Boneyard Tools

Circular Orbital Velocity Explained

How v = sqrt(GM/r) comes from balancing gravity and circular motion, and what it tells you about satellites and moons.

Gravity as the string on a sling

A body moving in a circle is constantly accelerating toward the centre, and that centripetal acceleration has to come from somewhere. In orbit, gravity plays the role of the string on a sling: it pulls the satellite inward just hard enough to bend its straight-line motion into a closed loop. Set the gravitational pull GMm/r^2 equal to the centripetal requirement mv^2/r, and the satellite mass m cancels from both sides. That single cancellation is why a bolt and a space station at the same altitude orbit at exactly the same speed.

Deriving v = sqrt(GM/r)

Starting from GMm/r^2 = mv^2/r, multiply both sides by r and divide by m to get GM/r = v^2, so v = sqrt(GM/r). The speed depends only on the central mass M and the orbit radius r, with the gravitational constant G tying the units together. Because r sits under the square root, moving to a higher orbit lowers the speed: a satellite twice as far out orbits about 1.41 times slower. This calculator evaluates that expression directly and then derives the period from the circumference.

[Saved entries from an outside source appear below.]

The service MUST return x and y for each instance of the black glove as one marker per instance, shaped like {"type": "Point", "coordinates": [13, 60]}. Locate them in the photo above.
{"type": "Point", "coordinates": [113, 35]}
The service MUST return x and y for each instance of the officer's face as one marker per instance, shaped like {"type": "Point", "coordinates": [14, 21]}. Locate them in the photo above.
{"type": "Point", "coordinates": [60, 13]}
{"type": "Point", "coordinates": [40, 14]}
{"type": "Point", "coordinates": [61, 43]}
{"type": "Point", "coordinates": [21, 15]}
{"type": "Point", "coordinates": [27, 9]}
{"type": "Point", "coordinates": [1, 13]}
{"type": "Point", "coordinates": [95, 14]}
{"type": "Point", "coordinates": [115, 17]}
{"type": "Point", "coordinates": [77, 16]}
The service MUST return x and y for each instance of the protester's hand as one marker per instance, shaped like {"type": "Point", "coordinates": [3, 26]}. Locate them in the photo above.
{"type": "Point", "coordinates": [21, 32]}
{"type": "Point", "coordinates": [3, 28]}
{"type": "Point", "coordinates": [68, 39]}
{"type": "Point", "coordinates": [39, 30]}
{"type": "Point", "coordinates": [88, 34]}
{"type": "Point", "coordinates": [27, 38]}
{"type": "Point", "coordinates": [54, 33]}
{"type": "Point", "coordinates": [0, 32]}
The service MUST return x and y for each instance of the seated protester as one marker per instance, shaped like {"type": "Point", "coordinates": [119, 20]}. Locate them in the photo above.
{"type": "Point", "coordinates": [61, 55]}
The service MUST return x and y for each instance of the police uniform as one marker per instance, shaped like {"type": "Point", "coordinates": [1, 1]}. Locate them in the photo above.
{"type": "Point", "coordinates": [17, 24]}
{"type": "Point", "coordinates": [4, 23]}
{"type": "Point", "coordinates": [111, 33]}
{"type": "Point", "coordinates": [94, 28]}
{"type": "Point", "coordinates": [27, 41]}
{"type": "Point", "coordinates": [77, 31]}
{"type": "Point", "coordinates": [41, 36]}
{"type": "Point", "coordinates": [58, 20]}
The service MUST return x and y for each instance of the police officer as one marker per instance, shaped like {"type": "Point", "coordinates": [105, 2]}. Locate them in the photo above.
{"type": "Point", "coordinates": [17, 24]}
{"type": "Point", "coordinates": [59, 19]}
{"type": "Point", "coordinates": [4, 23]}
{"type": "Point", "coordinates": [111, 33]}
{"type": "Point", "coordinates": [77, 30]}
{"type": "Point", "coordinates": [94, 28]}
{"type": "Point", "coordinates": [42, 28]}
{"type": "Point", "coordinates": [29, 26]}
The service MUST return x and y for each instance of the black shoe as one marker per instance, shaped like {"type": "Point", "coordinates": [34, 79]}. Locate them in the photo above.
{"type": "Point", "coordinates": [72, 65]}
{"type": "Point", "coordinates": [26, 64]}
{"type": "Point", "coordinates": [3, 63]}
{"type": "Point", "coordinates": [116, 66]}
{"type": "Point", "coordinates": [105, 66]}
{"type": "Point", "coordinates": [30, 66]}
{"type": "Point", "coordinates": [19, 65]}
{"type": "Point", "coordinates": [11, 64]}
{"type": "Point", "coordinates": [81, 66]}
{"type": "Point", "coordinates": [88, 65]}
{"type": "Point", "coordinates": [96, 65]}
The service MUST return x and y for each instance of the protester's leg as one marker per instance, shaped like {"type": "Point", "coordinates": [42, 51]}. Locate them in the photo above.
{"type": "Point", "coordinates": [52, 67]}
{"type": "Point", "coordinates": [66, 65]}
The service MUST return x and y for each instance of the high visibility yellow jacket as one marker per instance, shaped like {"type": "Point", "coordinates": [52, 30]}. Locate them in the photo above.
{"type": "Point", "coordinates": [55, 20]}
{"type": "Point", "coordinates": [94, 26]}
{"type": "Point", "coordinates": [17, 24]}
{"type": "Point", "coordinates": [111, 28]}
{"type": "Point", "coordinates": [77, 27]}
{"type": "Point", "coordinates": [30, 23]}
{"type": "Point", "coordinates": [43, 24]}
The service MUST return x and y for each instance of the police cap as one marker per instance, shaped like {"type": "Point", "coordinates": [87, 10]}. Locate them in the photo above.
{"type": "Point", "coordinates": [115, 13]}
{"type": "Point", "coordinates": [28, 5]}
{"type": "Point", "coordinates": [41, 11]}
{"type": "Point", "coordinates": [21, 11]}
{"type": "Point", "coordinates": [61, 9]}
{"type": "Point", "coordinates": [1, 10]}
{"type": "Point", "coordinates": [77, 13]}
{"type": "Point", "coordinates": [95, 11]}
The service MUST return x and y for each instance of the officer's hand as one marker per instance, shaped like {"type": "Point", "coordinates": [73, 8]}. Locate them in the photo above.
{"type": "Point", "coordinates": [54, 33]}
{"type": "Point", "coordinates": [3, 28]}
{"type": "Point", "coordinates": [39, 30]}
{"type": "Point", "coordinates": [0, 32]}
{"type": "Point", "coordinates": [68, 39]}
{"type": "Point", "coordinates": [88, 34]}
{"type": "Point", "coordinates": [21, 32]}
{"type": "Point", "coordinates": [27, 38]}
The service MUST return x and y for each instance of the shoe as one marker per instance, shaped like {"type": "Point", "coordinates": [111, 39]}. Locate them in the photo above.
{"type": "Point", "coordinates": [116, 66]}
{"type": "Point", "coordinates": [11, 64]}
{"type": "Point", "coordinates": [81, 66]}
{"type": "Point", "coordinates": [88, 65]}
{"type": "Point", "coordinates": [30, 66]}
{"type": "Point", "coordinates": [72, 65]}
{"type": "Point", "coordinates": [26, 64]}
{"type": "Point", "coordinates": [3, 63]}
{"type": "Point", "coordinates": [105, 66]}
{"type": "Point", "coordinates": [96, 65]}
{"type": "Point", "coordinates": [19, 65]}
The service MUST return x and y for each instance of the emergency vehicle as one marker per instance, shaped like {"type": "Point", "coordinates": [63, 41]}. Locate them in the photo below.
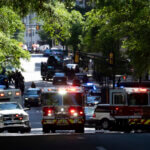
{"type": "Point", "coordinates": [127, 108]}
{"type": "Point", "coordinates": [11, 95]}
{"type": "Point", "coordinates": [63, 109]}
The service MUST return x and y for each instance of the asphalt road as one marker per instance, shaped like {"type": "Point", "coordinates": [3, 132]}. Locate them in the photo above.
{"type": "Point", "coordinates": [66, 140]}
{"type": "Point", "coordinates": [77, 142]}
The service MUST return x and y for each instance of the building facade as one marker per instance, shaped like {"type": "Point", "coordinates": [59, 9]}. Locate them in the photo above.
{"type": "Point", "coordinates": [31, 32]}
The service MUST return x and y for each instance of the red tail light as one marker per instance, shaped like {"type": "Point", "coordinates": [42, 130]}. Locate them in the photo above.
{"type": "Point", "coordinates": [94, 115]}
{"type": "Point", "coordinates": [48, 111]}
{"type": "Point", "coordinates": [17, 93]}
{"type": "Point", "coordinates": [76, 111]}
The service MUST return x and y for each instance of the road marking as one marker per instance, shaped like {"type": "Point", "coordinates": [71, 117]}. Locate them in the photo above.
{"type": "Point", "coordinates": [100, 148]}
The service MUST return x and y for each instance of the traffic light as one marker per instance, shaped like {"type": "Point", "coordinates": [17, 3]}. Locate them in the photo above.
{"type": "Point", "coordinates": [37, 27]}
{"type": "Point", "coordinates": [111, 58]}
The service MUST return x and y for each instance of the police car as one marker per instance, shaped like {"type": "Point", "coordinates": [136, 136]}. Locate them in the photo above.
{"type": "Point", "coordinates": [63, 109]}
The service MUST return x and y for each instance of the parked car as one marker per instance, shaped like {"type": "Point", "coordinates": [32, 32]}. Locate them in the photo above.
{"type": "Point", "coordinates": [47, 53]}
{"type": "Point", "coordinates": [13, 118]}
{"type": "Point", "coordinates": [32, 97]}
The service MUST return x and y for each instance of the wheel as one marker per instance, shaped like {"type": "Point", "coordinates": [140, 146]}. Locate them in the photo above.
{"type": "Point", "coordinates": [1, 130]}
{"type": "Point", "coordinates": [46, 129]}
{"type": "Point", "coordinates": [105, 124]}
{"type": "Point", "coordinates": [26, 130]}
{"type": "Point", "coordinates": [79, 130]}
{"type": "Point", "coordinates": [53, 130]}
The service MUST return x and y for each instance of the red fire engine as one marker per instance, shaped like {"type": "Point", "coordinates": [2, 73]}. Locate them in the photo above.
{"type": "Point", "coordinates": [63, 109]}
{"type": "Point", "coordinates": [125, 108]}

Altitude versus orbit radius

A frequent mistake is to plug in the altitude above the surface instead of the radius from the centre. The formula needs the full distance to the centre of mass, so for an Earth satellite you add Earth's mean radius of about 6371 km to the altitude. A 400 km altitude orbit therefore uses r near 6771 km, which yields about 7.67232 km/s. Forgetting the planet's radius throws the answer off badly for low orbits, though the error shrinks for distant ones like the Moon at 384,400 km.

From speed to period and altitude choices

Once the speed is known, the period is just how long it takes to travel the circumference, T = 2 x pi x r / v. A low Earth orbit laps the planet in about 5545 seconds, close to 92 minutes, while a geostationary orbit at 42,164 km takes about 86,167 seconds, close to one sidereal day, which is exactly why such satellites appear to hover over a fixed spot. Comparing the periods of different radii shows the trade every mission makes: low orbits are fast and cheap to reach but sweep past the ground quickly, while high orbits are slow, expensive to reach and linger.

Frequently asked questions

Why do geostationary satellites stay over one point?

At a radius of about 42,164 km the orbital period is roughly 86,167 seconds, matching Earth's rotation, so the satellite keeps pace with the ground below and appears fixed.

How does orbital velocity relate to escape velocity?

Escape velocity is sqrt(2) times the circular orbital velocity at the same radius, about 1.414 times faster, since escaping needs enough energy to reach zero speed at infinity.